Monte Carlo financial simulation that shows you the probability of hitting your goals.

What It Does

Traditional budgeting tools give you single-point estimates. Drift runs 100,000 simulations to show probability distributions instead.

  1. Connect bank accounts via Nessie API
  2. Enter a goal in plain English ("Save $50k for a house in 3 years")
  3. Get success probability, percentile outcomes, and what-if scenarios

Features

  • Natural language goal parsing via Gemini
  • Real banking data from Capital One Nessie API
  • Parallel Monte Carlo simulation (100k runs in ~500ms)
  • Sensitivity analysis and what-if scenarios
  • Voice narration of results via ElevenLabs

Tech Stack

  • Frontend: Next.js 14, TypeScript, Tailwind, Recharts, Three.js
  • Backend: Express.js, TypeScript
  • Simulation: Python, NumPy, multiprocessing
  • APIs: Nessie (Capital One), Google Gemini, ElevenLabs

Quick Start

Prerequisites

  • Node.js 18+
  • Python 3.11+
  • npm or yarn

Installation

# Clone and install
git clone https://github.com/aadit2805/drift.git
cd drift

# Install dependencies
npm install

# (Optional) Set up Python environment for faster simulations
cd simulation
python3 -m venv venv
source venv/bin/activate  # or `venv\Scripts\activate` on Windows
pip install -r requirements.txt
cd ..

Environment Variables

Add your API keys to .env:

  • NESSIE_API_KEY - Capital One Nessie API key
  • GEMINI_API_KEY - Google Gemini for goal parsing
  • ELEVENLABS_API_KEY - For voice narration (optional)

Run

npm run dev

Runs both the API (port 3001) and web app (port 3000) via Turborepo.
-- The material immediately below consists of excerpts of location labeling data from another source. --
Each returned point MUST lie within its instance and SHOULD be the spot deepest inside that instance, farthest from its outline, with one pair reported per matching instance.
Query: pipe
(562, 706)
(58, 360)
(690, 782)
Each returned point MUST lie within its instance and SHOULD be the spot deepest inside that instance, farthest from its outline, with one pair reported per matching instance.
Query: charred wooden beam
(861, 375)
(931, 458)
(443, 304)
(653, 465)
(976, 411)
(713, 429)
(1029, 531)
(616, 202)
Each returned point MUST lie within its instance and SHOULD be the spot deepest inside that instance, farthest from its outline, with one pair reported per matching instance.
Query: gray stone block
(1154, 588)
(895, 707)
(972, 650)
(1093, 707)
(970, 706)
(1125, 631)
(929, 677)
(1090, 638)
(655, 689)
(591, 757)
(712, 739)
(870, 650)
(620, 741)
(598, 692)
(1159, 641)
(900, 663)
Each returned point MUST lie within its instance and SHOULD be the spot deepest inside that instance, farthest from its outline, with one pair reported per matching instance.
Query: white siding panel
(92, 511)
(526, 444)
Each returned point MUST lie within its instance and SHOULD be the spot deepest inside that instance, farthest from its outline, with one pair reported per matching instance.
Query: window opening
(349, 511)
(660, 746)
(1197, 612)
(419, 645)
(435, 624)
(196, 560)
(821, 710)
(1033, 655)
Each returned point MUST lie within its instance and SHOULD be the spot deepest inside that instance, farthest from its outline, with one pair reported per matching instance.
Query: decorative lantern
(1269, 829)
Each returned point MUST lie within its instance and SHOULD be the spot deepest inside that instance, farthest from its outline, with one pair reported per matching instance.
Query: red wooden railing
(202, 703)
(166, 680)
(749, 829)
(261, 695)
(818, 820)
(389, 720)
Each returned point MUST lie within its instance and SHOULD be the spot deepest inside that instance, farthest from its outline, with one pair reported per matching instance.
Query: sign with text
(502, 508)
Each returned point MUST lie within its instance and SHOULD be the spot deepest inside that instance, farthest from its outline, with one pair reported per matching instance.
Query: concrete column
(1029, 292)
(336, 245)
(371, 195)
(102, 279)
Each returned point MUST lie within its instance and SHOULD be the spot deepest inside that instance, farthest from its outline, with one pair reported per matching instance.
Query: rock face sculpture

Open http://localhost:3000

Project Structure

drift/
├── apps/
│   ├── web/              # Next.js frontend
│   └── api/              # Express backend
├── simulation/           # Python Monte Carlo engine
├── scripts/              # Utilities (data seeding, testing)
└── docs/                 # API and simulation documentation

Simulation

The Python engine uses NumPy vectorization and multiprocessing to run 100k simulations across CPU cores. Models include income growth variance, spending volatility, investment returns, emergency events, and inflation.

About

financial forecasting at scale, winners of the Capital One Challenge @ TAMUhack!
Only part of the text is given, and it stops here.